In the tropical forests of Latin America, a beating heart of amphibian diversity, a number of frogs wear shimmering colors. Red, orange, yellow, blue … way of recognizing yourself, seducing yourself, but above all to warn the predators of their toxicity. Please note, a mechant amphibian!
to escape appetites voracious, the approximately 158 species of glass frogs identified from Mexico in Venezuela have adopted another strategy. First, they only move at night, which reduces potential dangers. The day, they sleep, sheltered Leaves. Or more exactly, hidden on the leaves. Because there lies their originality: on the battery side, they display a stunning green color of similarity with the ambient vegetation; side side, they have a ventral transparency which erases their shadow on the sheet. Lying on the back, they become almost undetectable. This and there appear two black spots (eyes) or shadows (some organs, including the heart). But no silhouette capable of attracting birds, snakes or mammals.

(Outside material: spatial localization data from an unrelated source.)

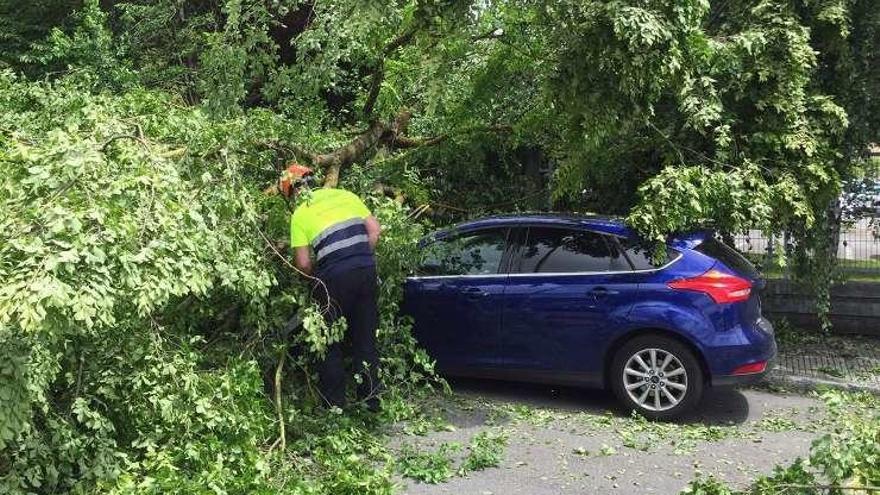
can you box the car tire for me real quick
[610,334,704,420]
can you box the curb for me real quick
[764,371,880,396]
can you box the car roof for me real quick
[450,213,632,237]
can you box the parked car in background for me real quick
[842,180,880,217]
[403,214,777,419]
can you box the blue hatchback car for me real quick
[403,214,777,419]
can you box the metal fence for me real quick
[734,217,880,278]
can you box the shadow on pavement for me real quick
[445,376,752,426]
[679,388,751,425]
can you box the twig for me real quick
[430,201,469,213]
[646,120,687,167]
[268,436,281,453]
[407,204,431,220]
[100,134,149,152]
[74,349,84,399]
[646,120,773,175]
[271,346,287,453]
[297,360,320,406]
[255,223,329,299]
[255,221,335,324]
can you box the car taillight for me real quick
[667,269,752,304]
[731,361,767,375]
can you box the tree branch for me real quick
[472,27,504,42]
[318,118,388,187]
[390,134,448,148]
[384,29,416,55]
[363,28,417,117]
[267,112,510,189]
[275,110,405,187]
[272,345,286,453]
[362,65,384,118]
[388,123,512,149]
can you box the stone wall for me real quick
[762,279,880,335]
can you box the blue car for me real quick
[403,214,777,419]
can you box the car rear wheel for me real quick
[610,335,704,420]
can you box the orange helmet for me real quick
[279,163,314,197]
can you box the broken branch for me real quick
[267,111,510,188]
[387,123,512,149]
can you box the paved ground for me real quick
[773,332,880,391]
[390,380,825,495]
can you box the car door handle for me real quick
[461,287,488,298]
[588,287,619,298]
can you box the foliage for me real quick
[681,476,735,495]
[5,1,879,271]
[395,429,508,484]
[397,443,458,484]
[0,72,436,493]
[280,412,398,495]
[0,0,77,75]
[489,0,877,327]
[22,0,136,90]
[502,402,753,456]
[2,0,880,492]
[679,390,880,495]
[460,430,507,473]
[811,390,880,488]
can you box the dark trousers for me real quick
[314,266,381,407]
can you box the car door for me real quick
[403,227,512,372]
[501,226,641,384]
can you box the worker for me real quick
[279,163,383,411]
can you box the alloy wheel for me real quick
[622,348,688,412]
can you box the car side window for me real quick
[518,227,629,273]
[619,238,676,270]
[419,229,508,276]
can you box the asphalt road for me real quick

“This camouflage technique is very common in the ocean, supports biologist Carlos Taboada, from Duke University in the United States. Just think of jellyfish. But we vertebrate are filled with pigments, glands , complex structures that absorb and disseminate light and make us opaque. “With colleagues from five American universities and museums, he published, on December 22, in the review Science , an article that reveals the underside of this invisibility cape.
Photoacoustic microscopes
The researchers have placed several specimens of hyalinobatrachety glass frogs Fleischmanni under the eye of photoacoustic microscopes. These devices, syntheses of microscopes and ultrasounds, record the ultrasound emitted by molecules excited by lasers. Carlos Taboada was able to track down red blood cells inside the day and night frogs. To his surprise, he discovered a so far unknown blood mechanism. Before going to bed, in the early morning, the frog migrates 90 % of the red blood cells from its blood to the liver, keeping in plasma only what is strictly necessary for the survival of its organs.
Hemoglobin, could the liver itself betray it? Precisely, explains Carlos Taboada. Because millions of nanocrystals surround the organ, forming a kind of mirror that returns light. The red blood cells are almost entirely hidden in the eyes of the predators. Hide this blood that I cannot see!